SPD wirft Ansén mangelnde Kommunikation vor
In der vergangenen Woche gab es dann erneut Kritik an der Amtsführung: Die Verwaltung hatte einen Landschaftsarchitekten beauftragt, Pläne zur Umgestaltung des Spielplatzes Schäferdresch auszuarbeiten, obwohl die laut Gemeindeordnung erforderliche Beteiligung der Kinder und Jugendlichen noch nicht erfolgt war (wir berichteten).
Es sind solche Aktionen, die dazu geführt haben, dass inzwischen selbst einstige Unterstützer den Verwaltungschef mit SPD-Parteibuch kritisch sehen. Was auch sie monieren: mangelnde Kommunikation. „Das ist unsere Hauptkritik“, sagt die SPD-Vorsitzende Rita Thönnes. „Wir haben ihm schon in Gesprächen gesagt: Wenn es zu einer weiteren Amtszeit kommt, muss das besser werden.“ Dabei ist Ansén, anders als 2008, kein offizieller SPD-Kandidat. Die Sozialdemokraten machen keinen Wahlkampf für ihn, sie unterstützten ihn lediglich und haben keinen eigenen Kandidaten aufgestellt. Rita Thönnes: „Das haben wir vor der Geschichte mit der Kita beschlossen. Es gibt nicht wenige – zu denen ich auch gehöre –, die diese Unterstützung inzwischen kritisch sehen.“ Und SPD-Fraktionschef Jürgen Ehrig sagt: „Die Suppe, die man sich selbst einschenkt, muss man auch selbst auslöffeln.
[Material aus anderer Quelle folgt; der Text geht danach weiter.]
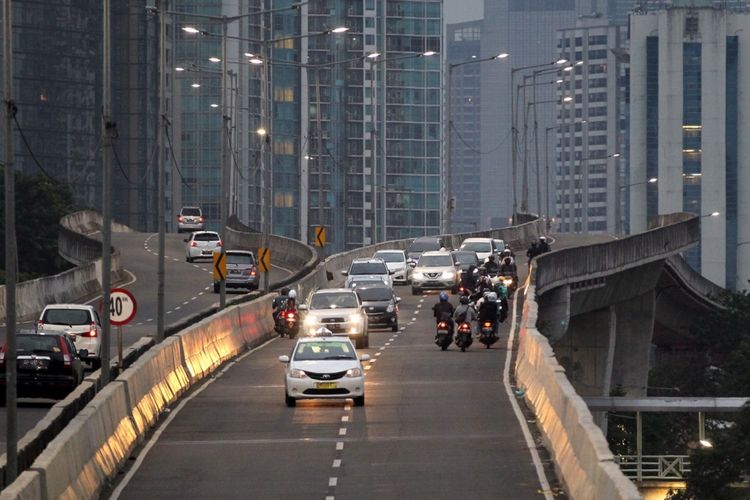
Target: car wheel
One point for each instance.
(290, 402)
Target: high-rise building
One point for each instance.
(463, 44)
(688, 115)
(590, 139)
(384, 110)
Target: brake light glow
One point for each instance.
(91, 332)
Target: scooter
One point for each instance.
(487, 334)
(444, 335)
(463, 337)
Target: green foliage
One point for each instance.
(40, 204)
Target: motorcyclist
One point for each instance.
(491, 266)
(464, 312)
(543, 245)
(443, 311)
(488, 310)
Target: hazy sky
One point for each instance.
(456, 11)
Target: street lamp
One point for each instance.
(449, 136)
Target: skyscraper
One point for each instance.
(688, 116)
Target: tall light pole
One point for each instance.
(11, 422)
(449, 206)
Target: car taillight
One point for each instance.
(91, 332)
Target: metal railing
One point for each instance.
(654, 467)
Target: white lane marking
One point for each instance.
(157, 434)
(517, 410)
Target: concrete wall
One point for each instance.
(83, 281)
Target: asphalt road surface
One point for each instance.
(188, 288)
(436, 425)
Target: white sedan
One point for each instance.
(324, 367)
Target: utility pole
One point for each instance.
(162, 124)
(107, 133)
(11, 422)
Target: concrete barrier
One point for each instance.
(28, 486)
(78, 463)
(579, 450)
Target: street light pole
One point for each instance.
(11, 423)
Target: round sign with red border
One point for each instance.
(122, 306)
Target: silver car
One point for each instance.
(396, 262)
(202, 245)
(339, 310)
(434, 271)
(242, 271)
(190, 219)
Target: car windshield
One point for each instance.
(240, 258)
(477, 246)
(390, 256)
(312, 351)
(35, 343)
(206, 237)
(66, 317)
(375, 293)
(333, 300)
(467, 258)
(424, 246)
(368, 268)
(435, 261)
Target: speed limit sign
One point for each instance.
(122, 306)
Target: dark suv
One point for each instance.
(48, 366)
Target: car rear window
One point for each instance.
(310, 351)
(435, 261)
(368, 268)
(206, 237)
(477, 246)
(32, 343)
(67, 317)
(390, 256)
(333, 301)
(375, 293)
(241, 258)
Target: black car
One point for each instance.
(424, 244)
(380, 305)
(48, 366)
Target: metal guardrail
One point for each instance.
(654, 467)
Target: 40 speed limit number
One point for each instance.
(122, 306)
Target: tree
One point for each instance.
(40, 204)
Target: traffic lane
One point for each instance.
(437, 424)
(239, 437)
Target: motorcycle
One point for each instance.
(287, 323)
(463, 337)
(487, 334)
(444, 335)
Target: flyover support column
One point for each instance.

Wir machen keinen Wahlkampf für ihn.“ Lediglich die Grünen sehen die Dinge ein wenig anders. Fraktionschef Klaus Tim: „Das Überzeugendste wäre ja gewesen, einen Gegenkandidaten aufzustellen.“
Der von allen Seiten gescholtene Horst Ansén kündigt unterdessen an, für seine Wiederwahl zu werben: „Ich komme zu dem Ergebnis, dass ich nach den vergangenen fünf Jahren eine Bilanz vorlegen kann, mit der ich sage: Ja, ich trete wieder an.“ Auch er zeigt sich erstaunt, dass nun offenbar dafür geworben werde, ihn nicht zu wählen. Ansén: „Ich kenne das so: Man muss normalerweise eine Alternative anbieten. Ein bloßes Nein hingegen ist keine inhaltliche Begründung.“
Horst Ansén, Betriebswirt, war vor seiner Bürgermeister-Zeit Organisationsberater in Diensten eines großen Versicherungskonzerns. 2002 wurde er SPD-Mitglied, ein Jahr später zog er in die Gemeindevertretung ein – als ehrenamtlicher Politiker wie all jene, die ihn nun kritisieren. Dann wechselte er die Seiten: Am 30. November 2008 konnte sich der damalige SPD-Kandidat im ersten Wahlgang gegen drei Mitbewerber durchsetzen. Mit 54,8 Prozent der Stimmen wurde er zum Nachfolger Axel Bärendorfs gewählt, der nach Reinbek gewechselt war. Sein schärfster Konkurrent kam auf 34,0 Prozent – obwohl kurz vor der Wahl bekannt geworden war, dass die Staatsanwaltschaft wegen Kindesmissbrauchs gegen ihn ermittelte; später wurde er verurteilt.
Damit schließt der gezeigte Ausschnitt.